6-6-19 weight: 232.2 pounds

6-6-19 breakfast:
- yogurt with blackberries and blueberries
- eggs
- decaf coffee
- multivitamin
Total kcal: 357

6-6-19 lunch:
- mediterranean salad trio bowl with chicken (Zoe's Kitchen)
Total kcal: 690

6-6-19 snacks:
- quinoa salad (Zoe's Kitchen)

6-6-19 dinner:
- grilled chicken breasts
- grilled salmon
- dates
- grape tomatoes and cucumbers
- sprouted bread
Total kcal: 758

Total kcal consumed for 6-6-19: 2052

6-6-19 exercise:
- 6 mile run (5.37 mph pace)
- 2 miles incline walking (3.47 pace, 375 feet climbed)
Total steps: 23,123

6-6-19 Fitbit total kcal burned: 4,668
 
These numbers are from the head of sports nutrition at the AIS (Professor Louise Burke OAM, PhD, B Sc, Grad Dip Diet)

percentages are not very good when it comes to meeting minimum nutritional needs, a person on a low calorie diet and basing nutrition on percentages is likely to be not meeting minimum nutritional targets, just because somebody needs less calories over all does not mean they need less than minimum protein, this is at its worst for those who have a low calorie intake normally like many smaller ladies (not your situation)

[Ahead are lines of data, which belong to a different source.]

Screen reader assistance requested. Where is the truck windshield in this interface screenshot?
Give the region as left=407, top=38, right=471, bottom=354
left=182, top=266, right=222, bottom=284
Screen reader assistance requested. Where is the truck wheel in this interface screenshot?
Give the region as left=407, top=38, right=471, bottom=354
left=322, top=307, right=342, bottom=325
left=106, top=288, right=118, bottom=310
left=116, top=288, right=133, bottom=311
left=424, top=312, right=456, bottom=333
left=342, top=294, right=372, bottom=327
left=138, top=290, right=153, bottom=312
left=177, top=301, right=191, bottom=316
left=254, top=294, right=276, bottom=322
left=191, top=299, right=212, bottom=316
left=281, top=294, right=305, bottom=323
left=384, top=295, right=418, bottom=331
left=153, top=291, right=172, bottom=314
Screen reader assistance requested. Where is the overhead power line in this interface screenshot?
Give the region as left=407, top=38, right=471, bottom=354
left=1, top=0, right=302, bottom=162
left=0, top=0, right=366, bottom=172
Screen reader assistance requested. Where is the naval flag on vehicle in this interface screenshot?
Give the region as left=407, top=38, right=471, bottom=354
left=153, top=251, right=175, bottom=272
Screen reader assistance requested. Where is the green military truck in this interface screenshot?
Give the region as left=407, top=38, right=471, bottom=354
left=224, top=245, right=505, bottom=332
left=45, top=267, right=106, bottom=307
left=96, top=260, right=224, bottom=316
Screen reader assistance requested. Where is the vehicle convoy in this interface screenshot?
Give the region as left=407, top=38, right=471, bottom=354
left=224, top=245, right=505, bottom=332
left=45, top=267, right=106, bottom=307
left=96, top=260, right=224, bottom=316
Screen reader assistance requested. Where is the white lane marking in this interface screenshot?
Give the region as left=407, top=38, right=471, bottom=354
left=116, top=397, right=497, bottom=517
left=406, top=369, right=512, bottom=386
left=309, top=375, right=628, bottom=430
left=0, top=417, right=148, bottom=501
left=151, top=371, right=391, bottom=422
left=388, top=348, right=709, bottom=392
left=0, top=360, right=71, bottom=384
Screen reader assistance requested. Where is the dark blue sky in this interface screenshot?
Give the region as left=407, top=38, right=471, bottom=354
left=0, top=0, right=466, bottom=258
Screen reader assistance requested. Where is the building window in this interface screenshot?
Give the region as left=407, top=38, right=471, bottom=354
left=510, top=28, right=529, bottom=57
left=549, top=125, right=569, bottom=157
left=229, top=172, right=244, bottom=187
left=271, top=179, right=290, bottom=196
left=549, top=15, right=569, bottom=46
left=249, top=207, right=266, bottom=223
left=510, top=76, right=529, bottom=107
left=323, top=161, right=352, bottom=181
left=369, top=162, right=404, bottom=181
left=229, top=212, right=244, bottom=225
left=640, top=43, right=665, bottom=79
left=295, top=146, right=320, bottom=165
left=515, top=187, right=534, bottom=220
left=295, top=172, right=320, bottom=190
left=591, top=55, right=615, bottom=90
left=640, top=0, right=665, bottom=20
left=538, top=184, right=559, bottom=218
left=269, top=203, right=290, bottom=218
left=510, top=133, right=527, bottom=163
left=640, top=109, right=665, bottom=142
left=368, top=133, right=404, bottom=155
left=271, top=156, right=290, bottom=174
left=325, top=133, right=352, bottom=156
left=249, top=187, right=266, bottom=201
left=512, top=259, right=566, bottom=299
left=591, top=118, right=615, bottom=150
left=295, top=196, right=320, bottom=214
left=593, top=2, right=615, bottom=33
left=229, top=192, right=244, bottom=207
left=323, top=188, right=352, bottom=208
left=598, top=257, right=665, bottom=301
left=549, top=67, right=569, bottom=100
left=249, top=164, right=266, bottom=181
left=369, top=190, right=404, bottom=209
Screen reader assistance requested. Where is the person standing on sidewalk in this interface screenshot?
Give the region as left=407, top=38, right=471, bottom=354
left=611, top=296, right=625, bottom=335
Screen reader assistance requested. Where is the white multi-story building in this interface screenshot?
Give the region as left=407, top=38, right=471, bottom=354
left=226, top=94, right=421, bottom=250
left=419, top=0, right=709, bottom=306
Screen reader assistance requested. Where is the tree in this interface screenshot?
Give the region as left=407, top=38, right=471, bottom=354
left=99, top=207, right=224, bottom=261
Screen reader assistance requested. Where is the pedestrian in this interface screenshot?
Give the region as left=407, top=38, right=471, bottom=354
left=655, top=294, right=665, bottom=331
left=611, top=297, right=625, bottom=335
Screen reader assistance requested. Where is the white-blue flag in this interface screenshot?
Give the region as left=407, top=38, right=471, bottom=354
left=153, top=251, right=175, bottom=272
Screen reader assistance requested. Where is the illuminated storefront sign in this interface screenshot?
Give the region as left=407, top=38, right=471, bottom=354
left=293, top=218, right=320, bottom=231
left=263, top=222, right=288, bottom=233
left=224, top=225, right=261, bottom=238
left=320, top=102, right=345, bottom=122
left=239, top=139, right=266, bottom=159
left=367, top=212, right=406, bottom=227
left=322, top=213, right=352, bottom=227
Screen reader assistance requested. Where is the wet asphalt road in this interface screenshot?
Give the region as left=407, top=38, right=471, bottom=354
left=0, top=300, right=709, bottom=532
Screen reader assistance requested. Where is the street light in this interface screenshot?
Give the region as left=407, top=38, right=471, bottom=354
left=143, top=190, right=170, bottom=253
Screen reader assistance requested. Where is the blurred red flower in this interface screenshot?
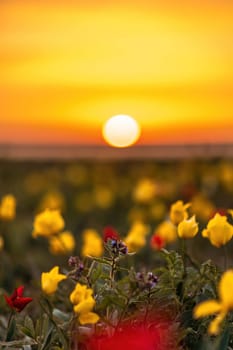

There are also other factors influencing protein intake needs, I shared an article about a month ago which in part looked at the increased protein needs of people looking to loose fat.

The Metabolic Adaptation Manual: Problems, Solutions, & Life After Dieting take a look at the scientific papers referred to in this portion of the article regarding protein intake. However the whole article is worth a read, as it covers a lot of factors in weight loss and explains the hormonal aspects very well.

I think the suggestion in the article of "2.3-3.1g/kg of FFM scaled upwards with severity of caloric restriction and leanness." is not necessarily a good match for many on this forum as the study was done on lean athletes rather than the mostly sedentary general population but aiming for the higher end of the ranges I first posted would still be a good idea.



your right, Electronic impedance is not very accurate but are ok for tracking progress if measurements are done under the same conditions each day. Morning before eating but after emptying your bladder is a good time to get the best results, hydration levels can have a big effect on the readings.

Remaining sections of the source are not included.